Accusé faussement d’être un Boko Haram, il saisit la justice
Source : Camer.be 25 septembre 2018
- Kalara : Emile Kitong
- mardi 25 septembre 2018
Enseignante d’université et chargée de mission à la présidence de la République, Mme Djuidjeu Marie est poursuivie aussi bien devant le tribunal militaire que le tribunal correctionnel. Il lui est reproché aussi bien une accusation mensongère de terrorisme que des actes de destruction, de séquestration et d’agression physique pour une affaire de loyer qu’elle est accusée d’avoir réglé par la force.
C’est une affaire qui s’apparente au combat entre David et Goliath bien connu des Chrétiens. M. Abbo Bakari Mahamadou, 44 ans, jeune commerçant de confession musulmane installé depuis plusieurs années à Yaoundé, fait ici office de David. Face à lui, Mme Djuidjeu Marie, enseignante d’université et chargée de mission à la présidence de la République du Cameroun, dans le rôle de Goliath. M. Abbo Bakari a initié plusieurs procédures judiciaires contre la collaboratrice du chef de l’Etat et ses complices supposés aussi bien devant le Tribunal de première instance (TPI) de Yaoundé – centre administratif que devant le Tribunal militaire. Il entend se venger de divers traitements reçus de son adversaire par le passé. Et le jeune commerçant est convaincu qu’il viendra à bout de la montagne que représente son adversaire.
Au centre de l’inimitié entre les deux protagonistes, un bail que M. Abbo Bakari a conclu en 2013 avec un certain Eric Cendras Bogne Mouafo, pour l’occupation d’un studio de trois pièces dans un camp situé au quartier Tongolo, voisin d’Etoudi à Yaoundé.
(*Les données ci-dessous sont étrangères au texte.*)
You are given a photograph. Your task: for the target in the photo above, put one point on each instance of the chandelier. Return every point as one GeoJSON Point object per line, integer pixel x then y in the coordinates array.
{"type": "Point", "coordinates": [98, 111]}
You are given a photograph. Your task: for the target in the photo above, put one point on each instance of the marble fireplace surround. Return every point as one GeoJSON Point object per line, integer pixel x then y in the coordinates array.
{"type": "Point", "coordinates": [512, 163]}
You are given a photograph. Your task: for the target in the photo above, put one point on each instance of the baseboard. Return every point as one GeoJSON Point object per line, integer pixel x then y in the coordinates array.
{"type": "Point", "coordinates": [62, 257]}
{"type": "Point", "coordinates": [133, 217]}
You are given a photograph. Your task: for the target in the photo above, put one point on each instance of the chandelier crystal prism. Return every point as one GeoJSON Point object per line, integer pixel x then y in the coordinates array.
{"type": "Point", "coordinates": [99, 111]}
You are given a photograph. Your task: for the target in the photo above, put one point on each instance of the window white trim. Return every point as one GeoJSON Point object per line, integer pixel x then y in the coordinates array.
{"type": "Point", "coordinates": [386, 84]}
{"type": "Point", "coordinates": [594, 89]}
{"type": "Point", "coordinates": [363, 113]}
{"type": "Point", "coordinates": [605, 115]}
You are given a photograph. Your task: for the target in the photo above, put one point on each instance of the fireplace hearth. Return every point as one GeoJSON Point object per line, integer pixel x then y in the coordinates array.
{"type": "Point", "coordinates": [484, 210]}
Le commerçant dit avoir entretenu de bonnes relations avec son bailleur pendant une année, jusqu’au moment où il s’est retrouvé confronté aux pressions des personnes qui disaient être mandatées pour récupérer désormais le loyer. Parmi ces personnes, précise M. Abbo, la chargée de mission à la présidence de la République. Sauf que faute pour ces derniers d’avoir présenté un mandat en bonne et due forme, M. Abbo Bakari aurait opposé une fin de non-recevoir aux deux intermédiaires, s’attirant les foudres de Mme Djuidjeu.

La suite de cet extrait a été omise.